STAINES-UPON-THAMES, United
Kingdom, Nov. 26, 2019
/PRNewswire/ -- Mallinckrodt plc (NYSE:
MNK), a global biopharmaceutical company, today announced findings
from a large retrospective study of Acthar® Gel
(repository corticotropin injection) in the treatment of the
respiratory disease symptomatic sarcoidosis that assessed patient
characteristics, treatment patterns, concomitant medication use and
physicians' assessments of treatment response. The study examined
medical records from 302 patients with advanced symptomatic
sarcoidosis, the majority of whom had comorbidities and had
previously been treated with corticosteroids. The analysis showed
that the use of Acthar Gel was associated with improved overall
health status in 95 percent of patients as reported by physicians'
assessments, with more than half of patients (54 percent) seeing
improvements in two or more symptoms. In addition, there was an
association observed between the use of Acthar Gel therapy and
reduced overall use of other medications. Results of the study were
recently published online in Therapeutic Advances in Respiratory
Disease, an online, open-access peer-reviewed journal.

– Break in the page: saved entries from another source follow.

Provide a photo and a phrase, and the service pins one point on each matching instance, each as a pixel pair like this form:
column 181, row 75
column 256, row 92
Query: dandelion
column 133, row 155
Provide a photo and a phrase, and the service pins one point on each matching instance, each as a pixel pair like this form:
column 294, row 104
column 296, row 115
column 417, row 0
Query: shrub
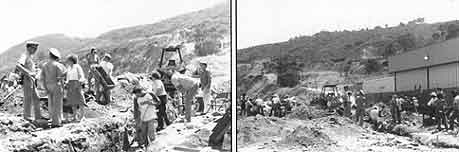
column 207, row 47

Acthar Gel is approved by the U.S. Food and Drug
Administration (FDA) for the treatment of symptomatic
sarcoidosis.1 Please see Important Safety Information
for Acthar Gel below.
"Symptomatic sarcoidosis is a rare and clinically challenging
multisystem disease2,3 with high-dose corticosteroids as
the mainstay of therapy. Mallinckrodt
is committed to better understanding patients who may need an
alternative to corticosteroids," said George Wan, Ph.D., Vice President and Global
Head of Health Economics and Outcomes Research at Mallinckrodt. "This study examined records from
a large group of patients with advanced symptomatic sarcoidosis,
and as such provides real-world data to support the use of Acthar
Gel therapy in clinical practice in appropriate patients."
The study, titled "Repository corticotropin injection in
patients with advanced symptomatic sarcoidosis: retrospective
analysis of medical records," evaluated patient records from 302
adult (≥18, mean age=51 years) patients who were treated with
Acthar Gel in the previous 36 months at the time of data collection
from September 2017 to November 2017.
Study Methods
Patients were required to have completed an individualized
course of Acthar Gel therapy or received Acthar Gel for ≥6 months
at the time of data collection. Records were analyzed from 98
physicians in a range of specialties, including pulmonology,
rheumatology, primary care, dermatology, cardiology, ophthalmology,
gastroenterology and neurology.
- Sixty-four percent of patients had chest imaging and
biopsy-confirmed stage 3 or 4 sarcoidosis and 30 percent had been
hospitalized for sarcoidosis during the previous year.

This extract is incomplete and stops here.